Wou 3a faï2a, justement, en parlant de « sa » mère, elle est là la deuxième raison. Sansevieria Trifasciata est communément appelée, Langue de belle-mère. Et pour cause, les similitudes de caractère sont frappantes ! Sob7ann el khéli2. Les deux sont increvables, comme on vient de le voir. Un rien les alimente ! Elles sont toutes les deux bien pendantes. Et le comble, c’est qu’elles sont aussi toutes les deux envahissantes ! Jamais un nom de plante n’a été aussi bien choisi et aussi bien porté, n’est-ce pas ? Et évidemment, chacun y voit dans Sansevieria Trifasciata la mère de l’autre. Et du coup, tout le monde est ravi et la paix des ménages est préservée.

Revenons à nos serpents et que Dieu préserve nos moutons. Voici donc deux exemples de deux artistes, que tout sépare, notamment la géographie et le temps.

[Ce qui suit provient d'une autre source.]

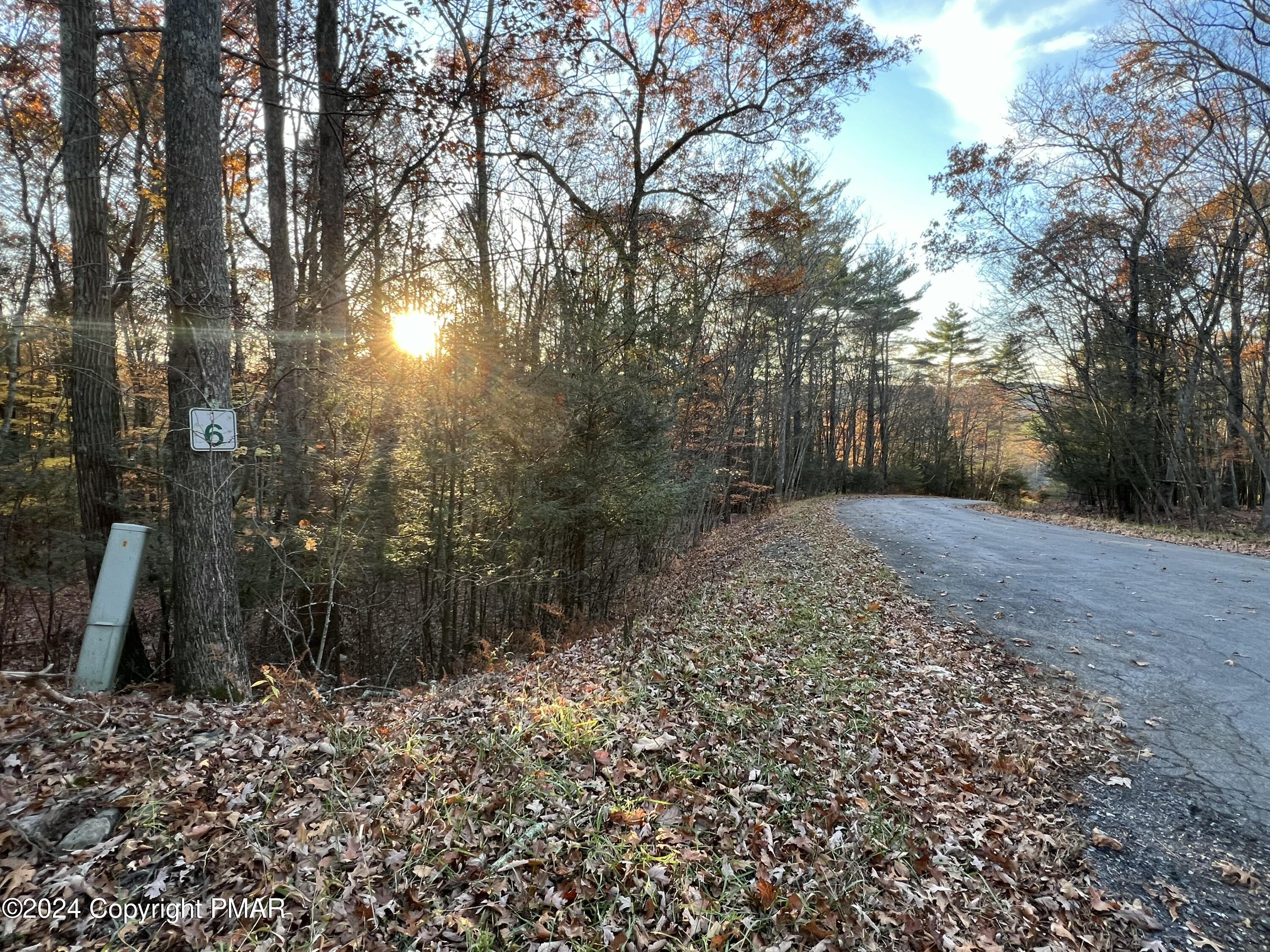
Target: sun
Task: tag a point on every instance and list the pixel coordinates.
(417, 333)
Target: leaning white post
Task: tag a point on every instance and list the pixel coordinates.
(112, 607)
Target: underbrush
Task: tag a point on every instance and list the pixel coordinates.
(792, 753)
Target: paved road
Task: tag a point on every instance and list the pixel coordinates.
(1180, 635)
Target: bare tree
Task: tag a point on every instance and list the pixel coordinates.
(94, 382)
(210, 657)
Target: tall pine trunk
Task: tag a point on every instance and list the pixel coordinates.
(331, 184)
(289, 365)
(210, 657)
(94, 381)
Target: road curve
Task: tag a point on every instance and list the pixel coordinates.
(1179, 635)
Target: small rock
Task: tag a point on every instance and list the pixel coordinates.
(91, 832)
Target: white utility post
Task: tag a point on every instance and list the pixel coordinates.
(112, 607)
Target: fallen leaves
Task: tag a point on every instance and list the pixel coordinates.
(1103, 841)
(795, 753)
(1237, 875)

Deux styles, l’un surchargé, l’autre épuré. Deux pays aux antipodes, l’un sur la voie démocratique since 1776, l’autre sous la tyrannie des Assad since 1970. Deux destins et deux luttes mais au fond une même envie de crier sa révolte contre l’injustice qui frappe leur pays à travers l’art. Encore une magnifique illustration de l’adage populaire, et intemporelle, les paroles, et même les hommes, s’envolent, les écrits et les œuvres restent ! Ba2a bala 2art 7aké, au boulot les artistes en herbe.

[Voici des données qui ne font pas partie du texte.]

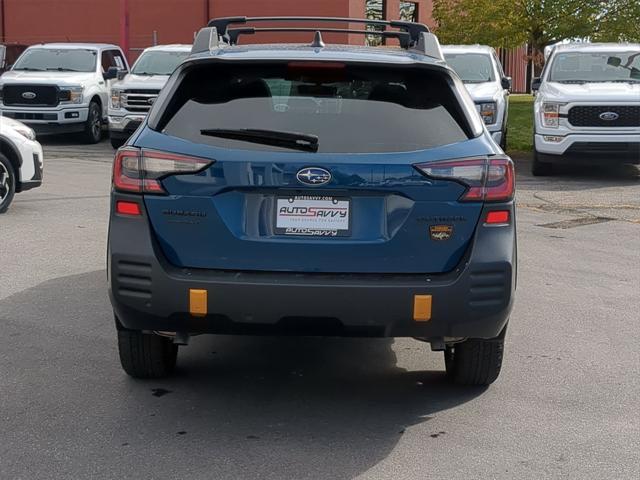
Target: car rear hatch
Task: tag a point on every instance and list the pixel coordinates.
(312, 167)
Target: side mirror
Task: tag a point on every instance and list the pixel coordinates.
(111, 73)
(535, 84)
(614, 61)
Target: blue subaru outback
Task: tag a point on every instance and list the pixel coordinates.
(313, 189)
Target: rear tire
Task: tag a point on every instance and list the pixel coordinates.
(539, 168)
(145, 355)
(93, 126)
(475, 361)
(7, 183)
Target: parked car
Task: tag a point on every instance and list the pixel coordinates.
(587, 107)
(481, 72)
(21, 160)
(9, 54)
(133, 96)
(313, 189)
(62, 88)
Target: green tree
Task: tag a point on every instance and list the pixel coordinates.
(510, 23)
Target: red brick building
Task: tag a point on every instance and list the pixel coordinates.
(176, 21)
(173, 21)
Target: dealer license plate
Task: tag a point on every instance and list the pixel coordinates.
(313, 216)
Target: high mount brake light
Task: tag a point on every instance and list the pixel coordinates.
(487, 179)
(140, 171)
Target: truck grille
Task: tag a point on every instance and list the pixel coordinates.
(139, 101)
(590, 116)
(31, 95)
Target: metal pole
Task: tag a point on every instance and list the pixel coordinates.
(124, 26)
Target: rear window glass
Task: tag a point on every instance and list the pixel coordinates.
(350, 109)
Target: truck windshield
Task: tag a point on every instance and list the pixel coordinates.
(587, 67)
(158, 63)
(63, 60)
(323, 108)
(471, 67)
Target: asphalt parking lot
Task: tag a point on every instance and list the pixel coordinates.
(565, 406)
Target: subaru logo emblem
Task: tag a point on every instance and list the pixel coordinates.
(609, 116)
(314, 176)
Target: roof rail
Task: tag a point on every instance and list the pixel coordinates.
(402, 37)
(429, 45)
(206, 40)
(414, 30)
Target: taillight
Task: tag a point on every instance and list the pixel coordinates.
(140, 171)
(498, 217)
(487, 179)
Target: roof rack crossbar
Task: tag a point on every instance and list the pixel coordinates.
(403, 37)
(414, 30)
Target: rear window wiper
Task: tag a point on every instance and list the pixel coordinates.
(291, 140)
(61, 69)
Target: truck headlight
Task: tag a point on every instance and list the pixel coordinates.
(551, 114)
(487, 111)
(116, 98)
(25, 131)
(71, 95)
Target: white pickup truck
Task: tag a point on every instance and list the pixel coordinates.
(132, 97)
(481, 72)
(587, 107)
(62, 87)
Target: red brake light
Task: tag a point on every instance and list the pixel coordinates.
(140, 171)
(128, 208)
(487, 179)
(497, 217)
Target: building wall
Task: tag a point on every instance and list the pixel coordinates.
(175, 21)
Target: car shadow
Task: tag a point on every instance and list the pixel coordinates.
(237, 407)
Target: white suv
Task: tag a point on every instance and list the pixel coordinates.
(587, 108)
(133, 96)
(481, 72)
(62, 87)
(21, 160)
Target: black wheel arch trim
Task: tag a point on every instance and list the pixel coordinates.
(15, 154)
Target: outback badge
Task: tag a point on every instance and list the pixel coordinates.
(440, 233)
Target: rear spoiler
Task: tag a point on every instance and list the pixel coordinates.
(412, 36)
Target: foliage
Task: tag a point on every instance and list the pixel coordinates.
(511, 23)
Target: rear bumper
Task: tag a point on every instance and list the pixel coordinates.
(147, 293)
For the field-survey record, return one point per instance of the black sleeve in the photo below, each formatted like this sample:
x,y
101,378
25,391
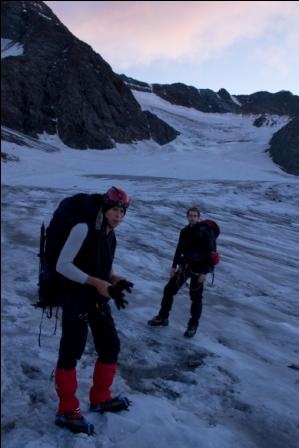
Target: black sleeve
x,y
210,244
178,252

PS1 : Les Dix Commandements selon Keith Haring (photo ci-dessus)

> Haut, de gauche à droite : Tu ne témoigneras pas faussement contre ton prochain (IX) - Honore ton père et ta mère (V) - Souviens-toi du jour du Seigneur pour le sanctifier (IV) - Tu ne convoiteras ni la femme, ni la maison, ni rien de ce qui est à ton prochain (X) - Tu n’auras pas d’autres dieux que moi (II)

> Bas, de gauche à droite : Tu ne commettras pas de vol (VIII)- Tu ne commettras pas d’adultère (VII) - Tu ne prononceras pas le nom du Seigneur ton Dieu à faux (III) - Tu ne commettras pas de meurtre (VI) - Je suis le Seigneur ton Dieu (I)

PS2 : Sansevieria Trifasciata sur l’îlot Bailly en Nouvelle Calédonie (photo ci-dessus)

Inconnue sur l’îlot il y a une vingtaine d’années, on pense que la plante fut introduite dans un petit pot de fleur par l’homme. Jetée dans la nature, elle a pris racine. Il faut croire que le climat lui a tellement convenu que le spécimen d’origine atteint aujourd’hui 1m de hauteur et couvre plusieurs hectares du Parc territorial du Lagon sud. Si Dieu devait revoir ses commandements, il en rajoutera sans aucun doute des centaines de nos jours, dont deux à l’adresse des randonneurs endimanchés : « la mise en plis, tu éviteras et la nature, tu respecteras ». Et avant que je n'oublie, « tu ne tueras point » s'applique aux animaux aussi !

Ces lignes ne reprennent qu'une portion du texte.